Die Feststellung der Höhe der vorenthaltenen Gesamtsozialversicherungsbeiträge und der darin enthaltenen Arbeitnehmeranteile, der durch das Vorenthalten geschädigten Krankenkassen sowie der Beitragsmonate allein genügt demgegenüber nur dann, wenn das Urteil auf Beitragsnachweisen (§ 28f Abs. 3 S. 1 SGB IV) beruht (vgl. BGH, Beschl. v. 20.04.2016, 1 StR 1/16, juris, Rn. 8 und Beschl. v. 07.10.2010, 1 StR 424/10, juris = NStZ 2011, 161; OLG Braunschweig, a. a. O., Rn. 8). Ob dem Urteil solche Beitragsnachweise, also Berechnungen der geschuldeten Sozialversicherungsbeiträge durch den Arbeitgeber, zugrunde liegen, lässt sich den Feststellungen nicht entnehmen.

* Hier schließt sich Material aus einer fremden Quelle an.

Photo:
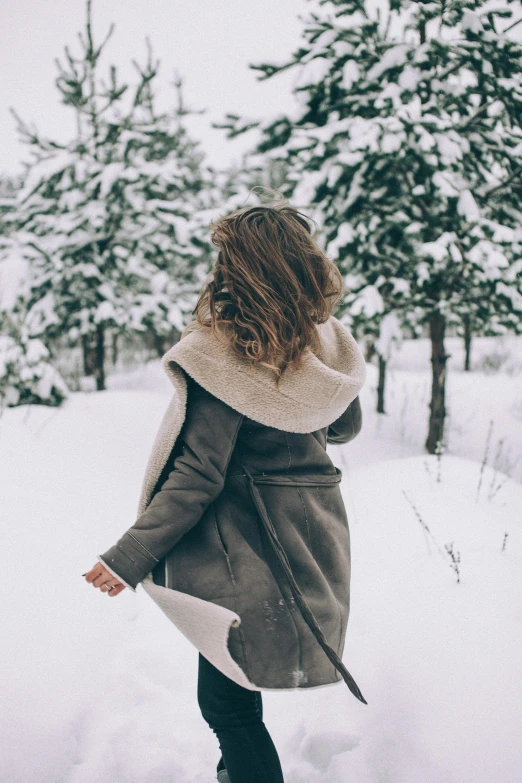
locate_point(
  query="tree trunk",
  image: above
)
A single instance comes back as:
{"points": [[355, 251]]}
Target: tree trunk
{"points": [[89, 355], [438, 386], [114, 348], [467, 343], [380, 385], [100, 358]]}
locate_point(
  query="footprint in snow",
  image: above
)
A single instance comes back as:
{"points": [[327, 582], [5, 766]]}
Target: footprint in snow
{"points": [[319, 749]]}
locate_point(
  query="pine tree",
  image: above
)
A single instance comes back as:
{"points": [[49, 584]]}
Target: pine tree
{"points": [[109, 220], [408, 143]]}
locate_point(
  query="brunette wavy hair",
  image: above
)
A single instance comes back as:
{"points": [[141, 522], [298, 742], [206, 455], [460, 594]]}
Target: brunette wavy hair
{"points": [[270, 285]]}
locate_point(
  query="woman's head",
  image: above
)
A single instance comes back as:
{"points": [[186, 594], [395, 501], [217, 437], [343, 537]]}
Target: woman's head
{"points": [[271, 284]]}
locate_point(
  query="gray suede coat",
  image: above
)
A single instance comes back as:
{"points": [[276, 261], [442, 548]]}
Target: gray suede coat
{"points": [[247, 520]]}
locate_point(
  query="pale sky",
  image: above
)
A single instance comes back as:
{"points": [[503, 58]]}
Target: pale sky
{"points": [[209, 42]]}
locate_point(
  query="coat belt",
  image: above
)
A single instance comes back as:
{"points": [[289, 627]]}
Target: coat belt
{"points": [[305, 610]]}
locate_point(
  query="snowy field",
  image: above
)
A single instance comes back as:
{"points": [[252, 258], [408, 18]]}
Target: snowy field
{"points": [[96, 690]]}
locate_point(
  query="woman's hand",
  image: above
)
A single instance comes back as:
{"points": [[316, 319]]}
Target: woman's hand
{"points": [[98, 576]]}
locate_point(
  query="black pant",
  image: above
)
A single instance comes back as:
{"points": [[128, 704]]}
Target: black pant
{"points": [[235, 715]]}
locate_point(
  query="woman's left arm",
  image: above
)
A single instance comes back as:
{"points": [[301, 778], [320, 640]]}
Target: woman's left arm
{"points": [[207, 438]]}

Das Urteil kann auch nicht deswegen Bestand haben, weil sich der Angeklagte insoweit geständig eingelassen hat (S. 8 UA unter D. I.), da die rechtlich relevanten Tatsachen unabhängig vom Vorliegen eines Geständnisses darzustellen sind (vgl. OLG Braunschweig, a. a. O., Rn. 10).

2.

Die Verurteilung wegen Verletzung der Buchführungspflicht (§ 283b Abs. 1 Nr. 3b StGB) hält im Fall unter C. II. 26. der Urteilsgründe rechtlicher Nachprüfung ebenfalls nicht stand.

Zutreffend geht das Landgericht zwar davon aus, dass der Angeklagte als Geschäftsführer der Gesellschaft zur Aufstellung der Bilanz verpflichtet war (§ 41 GmbHG, §§ 242 Abs. 1, 264 HGB). Dieser Verpflichtung kam der Angeklagte innerhalb der vorgeschriebenen Zeit nicht nach. Nach § 264 Abs. 1 S. 4 HGB muss der Abschluss bei kleinen Kapitalgesellschaften (§ 267 Abs. 1 HGB) - wie hier - spätestens innerhalb der ersten sechs Monate des Geschäftsjahres vorliegen. Da das Geschäftsjahr der Gesellschaft am 31.05. eines jeden Jahres endete, war der Abschluss und damit die Bilanz (§ 242 Abs. 3 HGB) für das abgelaufene Geschäftsjahr bis spätestens zum 30.11. des jeweiligen Kalenderjahres zu erstellen. Soweit das Landgericht jeweils auf den 31.05. abgestellt hat, beschwert dieser Rechtsfehler den Angeklagten nicht, da die erforderliche Bilanz nach den Urteilsfeststellungen bis heute nicht erstellt worden ist (S. 8 UA).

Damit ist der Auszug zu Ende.